本革を細かく短冊状に制作した小札、そしてそれを本漆で塗り固めた本小札の作りです。平安武久における仕立てととして「本小札」という名称で制作したのがこの兜です。
この兜には、「手打ち鍬形」や「根来塗櫃」など武久の兜の製法としての最上級の製法を惜しみなく注いでいます。
〜本革小札・本漆塗小札〜
飾り用の兜の作りは、小札は金属の板をプレスして作りますが、本来、兜はそのようには作られません。
鉄や金属だけでは重過ぎるため、強度と軽量化を両立できる革を甲冑の部品に使います。
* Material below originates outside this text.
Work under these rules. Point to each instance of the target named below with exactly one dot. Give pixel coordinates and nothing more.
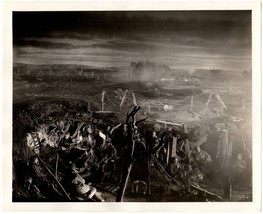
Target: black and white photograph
(132, 106)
小札と呼ばれる小さな部品を無数に使うのですが、その小札を本革でつくることで軽量化と強度を、漆を塗り固めることでさらに強固にしています。
〜手打ち鍬形〜
一般的な兜の鍬形は、無地・鏡面・柄入りなどいくつかデザインがありますが、京甲冑では基本的に鳥の羽の柄が無数に打ち込まれます。
大きな真鍮や鉄の板に、羽の柄を機械でプレスして模様を打刻し鍬形の形にカットすると羽根の模様もカットされます。
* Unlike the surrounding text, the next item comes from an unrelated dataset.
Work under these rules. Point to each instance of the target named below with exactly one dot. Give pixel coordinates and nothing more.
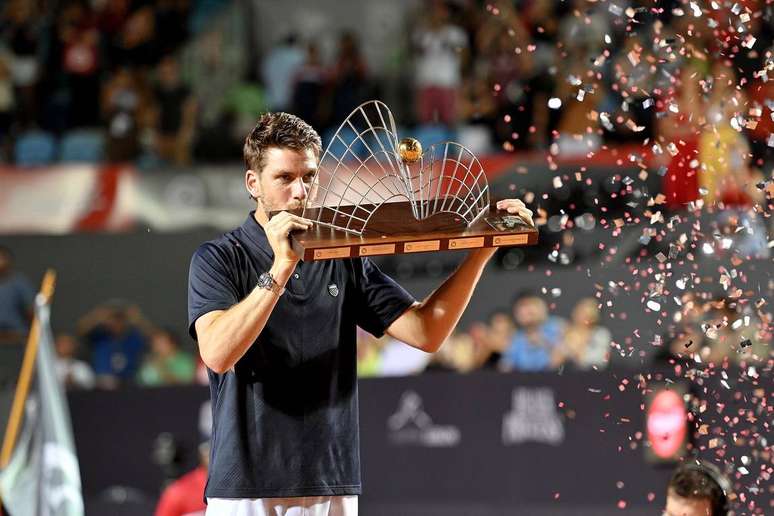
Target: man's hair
(281, 130)
(696, 482)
しかし、手打ち鍬形の場合は、鍬形の形にカットしたのちに、鍬形の形に添って一つ一つ羽模様を手打ちすることで、鍬形の形状にそって模様が並ぶようになります。また、板から手切りで鍬形の形状を切り出す際に面取り加工等も同時に行い、より綺麗な形状を形成します。
〜根来塗櫃〜
兜を収納する櫃は、根来塗りで仕上げられます。根来塗りとは黒漆を塗ったあとに朱漆を塗り重ねます。経年により朱漆が摩耗して黒漆が見えて模様になる状態を再現しそれをデザインとして表現します。
漆の深い色を利用した重みと質感を感じられ、兜の美しさをより一層引き立てるしつらいになります。
また、武久の櫃の飾り金具は全方向に取り付けられ、素材には銅を使います。一般的なアルミのプレス金具を前面のみに取り付ける櫃とは違うこだわりが見て取れます。
鮮やかな赤のベルベットを貼った正方形の飾台に、主役の兜をのせます。そして背景には、薄く円いアクリルの板の内部に、ピンクのグラデーションと水泡のような加工がされた爽やかな衝立を置きます。
兜を新しい視点で飾る素敵な五月人形です。